Taking pre-school children to visit a, zoo or such attractions is, of course, the perfect way to teach them about the world. But how can we extend that learning after the field trip is over and they begin to forget? VR allows children to step back inside that experience and re-live the excitement. It also offers great potential to extend their understanding. For example, now the kids can not only look at a rhino but also see how it will behave in its natural habitat.

In Elementary education, speaking skills and writing skills  show a marked improvement in students who have had the opportunity to explore a virtual environment. The immersive, sensory nature of VR improves the quality of students’ language and the effect of the experience is particularly beneficial for those students who struggle to think of what to write. Creating a context for learning is crucial for deepening understanding. Learning about the phases of the moon from a textbook works just fine for some students – but the added contextual information they can access when they are placed on the surface of the moon, looking back at Earth, is invaluable.

Immersive personal experiences simply cannot be matched in terms of information retention. The ability to re-imagine the VR experience in which you learned a new concept is incredibly powerful and is of particular benefit to students who struggle to remain focussed in a classroom.

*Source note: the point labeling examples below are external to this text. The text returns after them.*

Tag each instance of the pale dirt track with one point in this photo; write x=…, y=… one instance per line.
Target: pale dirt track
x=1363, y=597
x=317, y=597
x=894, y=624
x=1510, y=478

With kids growing up, the need and demand for a dynamic education system in this fast paced world is important. WIth a world where kids have been introduced with smartphones and different gadgets, it is difficult to hold their attention in a traditional setting. But with VR, we can not only help teach the students but also develop their deeper understanding of the world around them. As  their understanding deepens, students will, in turn, have a better knowledge scope, this not only helps them in their careers later on but also help build empathy. Empathy is one of the less frequently considered benefits of VR in the classroom. The unparalleled opportunity it gives the students to truly inhabit the perspectives of others. Imagine the understanding and emotional experience a student could gain from understanding the effects of the Holocaust or the different cultures from around the world. This will not only, help make better human beings but also people with a larger emotional quotient.